A number of blogs and websites written by Western analysts who track jihadi and extremist groups, including the Islamic State (IS) militant group, appear to have been blocked in Russia.
Pieter Van Ostaeyen is a Belgian analyst who tracks jihadi groups, including Belgian militants in Islamic State, and runs a blog on the Syrian war. He reported on December 1 that when users in Russia attempted to visit his site, they could only view a message that read, “This site has been blocked by order of the government in Russia.”
Van Ostaeyen said his site had posted an Islamic State video called "The Clanging Of The Swords."
An initial investigation by RFE/RL shows that other sites run by Western analysts tracking Islamic State and other jihadi groups have also been blocked in Russia.
The Jihadology.net website, run by U.S.-based analyst Aaron Zelin, a fellow at the Washington Institute for Near East Policy, is also no longer accessible in Russia. The Jihadology website makes it clear that it is intended for academic purposes only and does not endorse any of the jihadist content posted on it.
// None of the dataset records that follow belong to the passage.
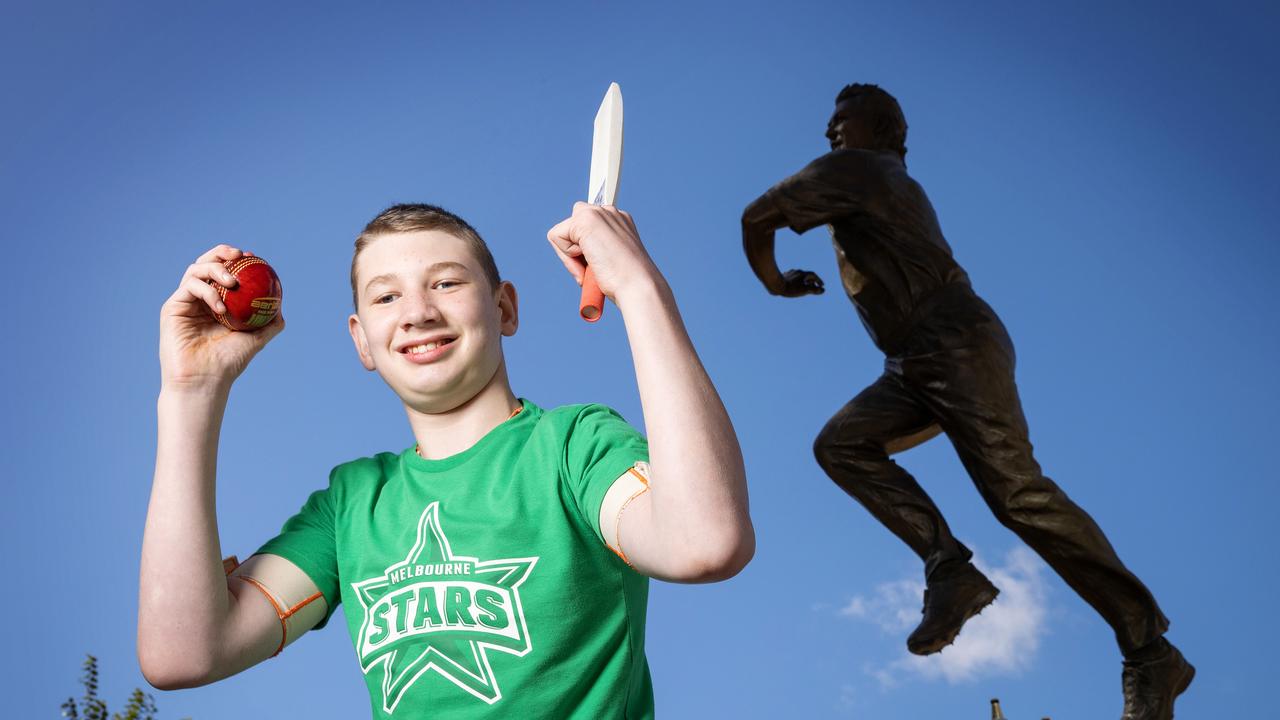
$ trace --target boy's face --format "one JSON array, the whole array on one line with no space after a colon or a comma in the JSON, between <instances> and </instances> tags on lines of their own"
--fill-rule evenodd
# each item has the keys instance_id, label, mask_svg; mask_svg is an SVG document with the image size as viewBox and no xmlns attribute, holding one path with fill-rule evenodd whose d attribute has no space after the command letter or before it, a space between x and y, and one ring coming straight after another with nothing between
<instances>
[{"instance_id":1,"label":"boy's face","mask_svg":"<svg viewBox=\"0 0 1280 720\"><path fill-rule=\"evenodd\" d=\"M519 324L511 283L490 288L467 243L440 230L374 239L357 261L356 293L348 325L360 362L424 413L453 410L493 382L502 336Z\"/></svg>"}]
</instances>

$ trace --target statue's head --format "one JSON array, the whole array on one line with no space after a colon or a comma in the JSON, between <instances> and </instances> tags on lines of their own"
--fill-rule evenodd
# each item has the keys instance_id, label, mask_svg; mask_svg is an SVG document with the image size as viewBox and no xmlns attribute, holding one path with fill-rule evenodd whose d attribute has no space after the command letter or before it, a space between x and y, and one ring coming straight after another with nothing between
<instances>
[{"instance_id":1,"label":"statue's head","mask_svg":"<svg viewBox=\"0 0 1280 720\"><path fill-rule=\"evenodd\" d=\"M892 150L907 156L907 119L892 95L878 85L845 85L827 122L831 149Z\"/></svg>"}]
</instances>

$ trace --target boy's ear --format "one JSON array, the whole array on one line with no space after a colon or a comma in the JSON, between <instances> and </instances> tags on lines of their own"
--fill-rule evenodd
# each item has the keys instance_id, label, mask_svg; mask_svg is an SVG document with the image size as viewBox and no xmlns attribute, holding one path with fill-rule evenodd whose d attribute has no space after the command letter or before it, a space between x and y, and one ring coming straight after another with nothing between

Van Ostaeyen told RFE/RL that it was “completely insane" for Russia to block his website, as well as Jihadology and likely others.
The development comes amid an apparent crackdown by the Russian authorities against sites that post material relating to Islamic State.
On December 1, Russia’s state communications agency temporarily blocked access to the Vimeo video-hosting website after an account on the site posted a video from the Islamic State group.
State broadcasting regulator Roskomnadzor said on December 1 that Internet service providers in Russia "banned access to video hosting [site] Vimeo" based on a request by the Russian prosecutor's office because of a video on the website from the IS militant group called "Flames of War."
A Roskomnadzor spokesman later said the block had been removed.
In October, the Russian prosecutor-general ordered the closure of a number of pro-Islamic State accounts on the Russian social network VKontakte, saying that the pages had contained “calls for extremist and terrorist activities.”
That move came after VKontakte itself had carried out a large-scale ban of pro-jihad groups in August, following reports that pro-Islamic State accounts had moved to the social network after being banned by Twitter.
While VKontakte continues to ban pro-jihadi accounts, including those run by a core group of pro-Islamic State supporters, the network still contains a large number of accounts supporting the Islamic State group. These accounts include those of Russian-speaking militants fighting with Islamic State in Syria and Iraq. Those behind the accounts simply reopen new accounts as their old accounts are banned.